In the South African guidelines,7 the WHO cut-off values are also taken into consideration for decision making, in that values between the URL and the WHO cut-off values are subject to repeat measurement at three hours, the percentage change being dependent on the first assessment value being smaller than the WHO cut-off values. Of note is that use of change as a measure for rule-in may increase the specificity for MI, but at the cost of a decrease in sensitivity,9-11 and that, as stated by Thygesen et al.,1 ‘It should be clear that dynamic changes are not specific for MI but rather are indicative of active myocardial injury with necrosis’.

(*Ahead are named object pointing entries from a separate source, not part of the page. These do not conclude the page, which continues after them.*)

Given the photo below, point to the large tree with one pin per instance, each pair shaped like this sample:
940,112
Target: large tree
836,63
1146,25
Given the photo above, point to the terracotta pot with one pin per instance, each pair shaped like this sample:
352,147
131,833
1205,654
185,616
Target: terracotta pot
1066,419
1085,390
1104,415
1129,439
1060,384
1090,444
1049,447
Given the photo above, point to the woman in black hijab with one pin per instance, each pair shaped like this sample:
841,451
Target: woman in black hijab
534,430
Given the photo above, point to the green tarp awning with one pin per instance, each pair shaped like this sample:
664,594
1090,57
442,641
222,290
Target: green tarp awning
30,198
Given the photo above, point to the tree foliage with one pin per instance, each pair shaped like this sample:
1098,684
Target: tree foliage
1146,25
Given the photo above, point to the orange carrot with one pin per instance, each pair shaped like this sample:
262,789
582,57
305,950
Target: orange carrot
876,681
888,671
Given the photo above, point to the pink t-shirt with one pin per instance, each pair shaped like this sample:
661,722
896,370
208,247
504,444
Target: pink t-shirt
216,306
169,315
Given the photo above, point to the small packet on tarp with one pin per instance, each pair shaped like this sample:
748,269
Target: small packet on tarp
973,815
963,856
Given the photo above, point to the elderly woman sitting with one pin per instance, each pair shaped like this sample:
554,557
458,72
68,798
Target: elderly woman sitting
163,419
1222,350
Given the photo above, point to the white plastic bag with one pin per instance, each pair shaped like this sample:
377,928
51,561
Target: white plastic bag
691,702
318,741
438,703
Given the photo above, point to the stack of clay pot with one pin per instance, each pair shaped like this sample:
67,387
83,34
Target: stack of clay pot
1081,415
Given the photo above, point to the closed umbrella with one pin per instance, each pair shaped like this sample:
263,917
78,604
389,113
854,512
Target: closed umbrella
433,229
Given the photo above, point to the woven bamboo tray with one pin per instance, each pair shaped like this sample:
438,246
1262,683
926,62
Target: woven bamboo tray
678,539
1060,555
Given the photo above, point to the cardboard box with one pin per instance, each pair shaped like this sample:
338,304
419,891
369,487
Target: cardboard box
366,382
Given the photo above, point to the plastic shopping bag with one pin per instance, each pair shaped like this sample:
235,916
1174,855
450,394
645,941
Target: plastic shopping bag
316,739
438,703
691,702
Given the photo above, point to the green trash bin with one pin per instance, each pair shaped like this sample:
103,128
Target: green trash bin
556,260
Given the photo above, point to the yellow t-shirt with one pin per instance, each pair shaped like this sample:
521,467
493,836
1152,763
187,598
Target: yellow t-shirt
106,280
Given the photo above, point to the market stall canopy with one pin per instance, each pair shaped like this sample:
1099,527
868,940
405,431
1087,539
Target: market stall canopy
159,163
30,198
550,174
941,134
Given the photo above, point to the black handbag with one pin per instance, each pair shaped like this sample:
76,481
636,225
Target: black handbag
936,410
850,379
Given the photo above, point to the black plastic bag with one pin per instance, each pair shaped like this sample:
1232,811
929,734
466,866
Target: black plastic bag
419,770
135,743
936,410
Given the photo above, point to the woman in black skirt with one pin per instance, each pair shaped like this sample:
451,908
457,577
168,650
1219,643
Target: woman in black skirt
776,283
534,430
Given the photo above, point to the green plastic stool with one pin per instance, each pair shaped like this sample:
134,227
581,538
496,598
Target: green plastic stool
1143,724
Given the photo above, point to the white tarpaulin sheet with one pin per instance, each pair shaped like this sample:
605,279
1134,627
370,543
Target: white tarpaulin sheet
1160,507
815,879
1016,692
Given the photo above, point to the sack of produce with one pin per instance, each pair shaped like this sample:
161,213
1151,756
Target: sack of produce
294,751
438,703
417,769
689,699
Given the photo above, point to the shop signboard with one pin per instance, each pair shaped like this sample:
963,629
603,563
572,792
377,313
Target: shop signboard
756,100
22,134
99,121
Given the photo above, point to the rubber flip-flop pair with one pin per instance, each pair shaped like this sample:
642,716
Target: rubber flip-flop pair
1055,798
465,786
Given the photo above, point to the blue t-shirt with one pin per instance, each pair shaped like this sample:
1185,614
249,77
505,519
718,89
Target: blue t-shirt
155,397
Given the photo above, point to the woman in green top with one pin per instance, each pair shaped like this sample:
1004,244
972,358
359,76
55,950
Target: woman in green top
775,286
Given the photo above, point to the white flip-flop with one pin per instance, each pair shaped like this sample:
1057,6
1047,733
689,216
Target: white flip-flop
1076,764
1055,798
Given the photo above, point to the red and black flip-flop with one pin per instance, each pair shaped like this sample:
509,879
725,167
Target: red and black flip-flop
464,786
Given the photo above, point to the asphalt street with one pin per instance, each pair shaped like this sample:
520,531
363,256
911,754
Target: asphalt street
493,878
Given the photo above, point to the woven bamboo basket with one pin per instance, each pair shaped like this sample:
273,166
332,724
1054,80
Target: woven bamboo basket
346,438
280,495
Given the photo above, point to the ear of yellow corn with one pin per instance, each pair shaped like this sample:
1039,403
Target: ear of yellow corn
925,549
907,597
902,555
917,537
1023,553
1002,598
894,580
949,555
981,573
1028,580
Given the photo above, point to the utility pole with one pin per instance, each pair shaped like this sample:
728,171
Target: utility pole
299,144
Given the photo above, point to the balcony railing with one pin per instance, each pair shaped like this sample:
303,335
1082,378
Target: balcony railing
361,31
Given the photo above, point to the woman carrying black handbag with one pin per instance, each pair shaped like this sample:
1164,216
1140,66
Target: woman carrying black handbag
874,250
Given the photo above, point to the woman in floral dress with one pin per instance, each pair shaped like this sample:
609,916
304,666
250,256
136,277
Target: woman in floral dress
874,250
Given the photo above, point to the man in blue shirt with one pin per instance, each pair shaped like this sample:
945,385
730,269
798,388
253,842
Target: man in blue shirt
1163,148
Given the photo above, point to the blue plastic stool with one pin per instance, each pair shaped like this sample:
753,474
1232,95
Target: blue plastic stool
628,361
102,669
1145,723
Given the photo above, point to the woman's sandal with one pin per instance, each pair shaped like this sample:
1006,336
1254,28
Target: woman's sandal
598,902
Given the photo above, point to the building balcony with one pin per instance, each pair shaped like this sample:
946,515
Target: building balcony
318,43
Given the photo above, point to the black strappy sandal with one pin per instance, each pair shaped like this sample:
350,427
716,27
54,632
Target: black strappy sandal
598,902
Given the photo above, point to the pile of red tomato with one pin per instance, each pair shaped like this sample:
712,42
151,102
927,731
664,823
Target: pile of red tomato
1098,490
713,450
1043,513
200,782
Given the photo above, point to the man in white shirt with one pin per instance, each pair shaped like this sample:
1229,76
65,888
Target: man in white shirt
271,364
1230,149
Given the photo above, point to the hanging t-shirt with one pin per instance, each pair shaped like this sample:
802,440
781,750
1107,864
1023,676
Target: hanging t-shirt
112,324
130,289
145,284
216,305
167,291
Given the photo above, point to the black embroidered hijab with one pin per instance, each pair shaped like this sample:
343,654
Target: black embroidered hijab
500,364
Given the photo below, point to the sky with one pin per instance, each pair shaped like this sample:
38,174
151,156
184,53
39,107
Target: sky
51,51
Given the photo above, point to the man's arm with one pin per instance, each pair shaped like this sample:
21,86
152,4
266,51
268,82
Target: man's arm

The validity of the use of the URL12-15 as well as repeated measurements at three hours for rule-in or rule-out of MI3,16-18 have been substantiated in several studies. The selection strategy for the reference population, however, markedly influences the 99th percentile reference values for troponin assays if it does not consider relevant demographic, biological and clinical variables and this affects the diagnostic performance of highly sensitive immunoassays,4,19-21 as suggested in the SA guidelines.7

Furthermore, inter-assay differences concerning reference values for specific populations appear to impact on risk stratification.22-24 A higher cut-off point for the diagnosis on NSTEMI may be appropriate in patients with mildly elevated hs-TnI and without evidence for STEMI,25 and use of absolute change over serial measurements is suggested to perform better and decrease time to rule-in and rule-out of NSTEMI compared with relative change.11,26-29

The 20% limit of defining a significant increase from the time of first assessment if baseline values are above the URL has been established within the National Academy of Clinical Biochemistry laboratory medicine practice guidelines30 and represents a significant (> 3) standard deviation variation on the basis of a 5–7% analytical imprecision (analytical CV).12,31,32 This increment of increase has been proven to be clinically useful8,32-35 but is assay dependent,16,17,36-38 and remains a challenge that requires further clinical and prospective studies, as concluded by Lippi et al. and others.9,40 The 50% limit of defining a significant increase if baseline values are below the URL does not appear to be based on high-level evidence but purportedly optimises the overall accuracy of MI diagnosis.9,11,27

Other complexities of measurement, as eluded to by Thygesen,9 are the substantial differences between ‘high-sensitivity’ assays and the concern that the manufacturers’ claims for assay precision cannot be achieved in clinical laboratories. Relevant analytical issues alluded to in the SA guidelines are falsely high values because of heterophile antibodies and human auto-antibodies interfering with the assay,40-42 and falsely low levels with haemolysis.43,44

In addition, Lippi et al.4 reported interferences being observed, caused by rheumatoid factor, complement, presence of fibrin in serum or plasma after centrifugation of the sample, unsuitable samples (e.g. haemolysed, lipaemic, icteric), and analytical errors (e.g. instrument malfunctioning). Of interest is a report by Gould et al. on carry-over to subsequent samples with certain analysers, potentially leading to false-positive results.45

Conclusion

The South African guidelines on the use of high-sensitivity cardiac troponins as biomarkers are timely and of great value, provided that clinicians take up the challenge of applying them clinically.